Status quo maintained for water sprinkling
The current system for billing for water usage for sprinkling will remain in place. But the Bemidji City Council voted on Monday to offer residents the opportunity to pay 12 equal payments, interest-free, to the city to cover the cost of the wate...
The current system for billing for water usage for sprinkling will remain in place.
But the Bemidji City Council voted on Monday to offer residents the opportunity to pay 12 equal payments, interest-free, to the city to cover the cost of the water meter.
Residents are charged for sanitary sewer use based on the amount of their water usage -- the city of Bemidji has offered a sprinkling "discount" that takes into consideration the amount of water used for sprinkling and other outdoor needs, but the resident must purchase a second water meter and pay for its installation.
The cost for the sprinkler is about $125 and installation costs range from $125 to about $325 depending on the situation, according to information presented during Monday's council meeting.

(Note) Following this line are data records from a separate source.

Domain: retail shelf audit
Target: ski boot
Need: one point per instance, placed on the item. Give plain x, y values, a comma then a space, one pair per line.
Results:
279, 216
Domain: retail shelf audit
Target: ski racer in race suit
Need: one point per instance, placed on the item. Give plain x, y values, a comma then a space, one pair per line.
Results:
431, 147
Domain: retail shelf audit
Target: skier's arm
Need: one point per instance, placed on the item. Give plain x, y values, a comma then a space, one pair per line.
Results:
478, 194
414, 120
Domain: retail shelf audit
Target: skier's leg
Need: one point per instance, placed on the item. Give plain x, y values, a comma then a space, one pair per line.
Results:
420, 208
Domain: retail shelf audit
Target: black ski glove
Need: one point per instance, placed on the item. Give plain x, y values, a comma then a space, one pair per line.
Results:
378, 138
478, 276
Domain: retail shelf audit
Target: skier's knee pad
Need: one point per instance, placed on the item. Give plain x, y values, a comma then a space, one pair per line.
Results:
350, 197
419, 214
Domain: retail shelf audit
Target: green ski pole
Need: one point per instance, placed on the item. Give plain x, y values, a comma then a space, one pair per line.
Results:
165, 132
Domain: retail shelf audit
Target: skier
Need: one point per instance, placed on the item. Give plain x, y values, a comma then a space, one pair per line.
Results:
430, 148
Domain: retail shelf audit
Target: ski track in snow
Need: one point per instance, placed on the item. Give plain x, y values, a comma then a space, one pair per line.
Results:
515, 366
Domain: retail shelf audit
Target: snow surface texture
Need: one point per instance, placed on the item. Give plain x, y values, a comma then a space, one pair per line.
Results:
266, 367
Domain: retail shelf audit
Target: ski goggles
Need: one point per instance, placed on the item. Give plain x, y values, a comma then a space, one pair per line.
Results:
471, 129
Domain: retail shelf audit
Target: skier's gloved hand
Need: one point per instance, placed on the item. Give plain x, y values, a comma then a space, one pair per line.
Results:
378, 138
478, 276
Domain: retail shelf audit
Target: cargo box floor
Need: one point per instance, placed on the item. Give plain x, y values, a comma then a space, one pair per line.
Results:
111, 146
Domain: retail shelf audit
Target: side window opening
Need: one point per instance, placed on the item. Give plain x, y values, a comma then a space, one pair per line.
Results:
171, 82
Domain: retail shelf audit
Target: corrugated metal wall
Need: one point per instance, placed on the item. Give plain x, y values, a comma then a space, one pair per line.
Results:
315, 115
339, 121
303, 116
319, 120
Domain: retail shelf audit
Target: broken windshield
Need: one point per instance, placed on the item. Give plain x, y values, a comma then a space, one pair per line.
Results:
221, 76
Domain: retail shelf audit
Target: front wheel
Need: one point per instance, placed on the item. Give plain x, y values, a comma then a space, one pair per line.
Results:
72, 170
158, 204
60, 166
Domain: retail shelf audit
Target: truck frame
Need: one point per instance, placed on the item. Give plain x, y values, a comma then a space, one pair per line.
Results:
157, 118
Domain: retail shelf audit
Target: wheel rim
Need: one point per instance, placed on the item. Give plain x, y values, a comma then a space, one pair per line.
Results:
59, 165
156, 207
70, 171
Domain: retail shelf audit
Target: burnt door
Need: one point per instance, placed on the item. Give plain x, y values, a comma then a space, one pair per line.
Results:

The council last discussed the issue in August, during which time Markeson asked staff to look into alternatives to the current plan, such as a computer program or whether residents could be charged for summertime water usage based on the wintertime usage.
City Manager John Chattin told the council that having the second water meter was the most accurate way of calculating water usage for sprinkling.
"You could look at it as an investment," he said, explaining that residents save money on their water bills that cover the cost of the additional meter.
Markeson said he was disappointed that city staff did not present an alternative plan to the current system.
"I think we have to find a more appropriate way to charge people," he said. "Or to not charge people."
Chattin said it was possible for the city to bill based on water usage during non-summer months, but that plan would have "inherent problems."
There are residents who leave the city to go south for the winter who have no water usage during wintertime months. He also questioned how the 170-some residents who already have purchased and installed the second water meter would react if the city changed its policy.
"We can't do a dual system without extension staff time," Chattin said.
Councilor Nancy Erickson said she is concerned about those who have already paid for the second water meter and its installation. She echoed Chattin's statement that the second meter is an "investment."
Markeson countered that there are retirees and others in the community who do not want to pay the up-front costs to save money over the long-term.